Because of growing road congestion in many areas, there were plans to construct a light rail system, which were conceived to replace the northern portion of the Trole. These plans have been ruled out and replaced by the construction of the first metro line (subway) in 2012. It was in operation on May 2, 2023, joining the existing public transportation network. Because Quito is about 40 km long and 5 km at its widest, most of the important avenues of the city extend from north to south. The two main motorways that go from the northern part of the city to the southern are Avenue Oriental (Corridor Periférico Oriental) on the eastern hills that border the city, and Avenue Occidental on the western side of the city on the Pichincha volcano. The street 10 de Agosto also runs north to south through most of the city, running down the middle of it.
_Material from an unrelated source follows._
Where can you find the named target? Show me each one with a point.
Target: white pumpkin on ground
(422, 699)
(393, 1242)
The historic center of the city is based on a grid pattern, despite the hills, with the streets Venezuela, Chile, García Moreno, and Guayaquil being the most important.

==Mainline railways==
There is a railway that goes through the southern part of Quito and passes through the Estación de Chimbacalle. It is managed by the Empresa de Ferrocarriles Ecuatorianos (EFE). This railway23 km is nowadays used mostly for tourism.

==Buses==
The MetrobusQ network, also known as "Red Integrada de Transporte Público", is the bus rapid transit system running in Quito, and it goes through the city from south to north. It's divided into three sections—the green line (the central trolleybus, known as El Trole), the red line (the north-east Ecovía), and the blue line (the north-west Corridor Central). In addition to the bus rapid transit system, there are many buses running in the city. The buses have both a name and a number, and they have a fixed route. Taxi cabs are all yellow, and they have meters that show the fare. There are nearly 8,800 registered taxicabs.

==Cycling==
Bici Q is a bicycle-sharing system started by the municipal government of the city, and it has operated since August 2012.

==Airports==
The Mariscal Sucre International Airport serves as the city's principal airport for passenger travel and freight. The airport is located 18 km east of the city's center in the Tababela parish. It began operations on 20 February 2013, replacing the Old Mariscal Sucre International Airport located 10 km north of the city center within city limits. The old airport was replaced due to tall buildings and nighttime fog that made landing from the south difficult. The old airport has become a metropolitan park.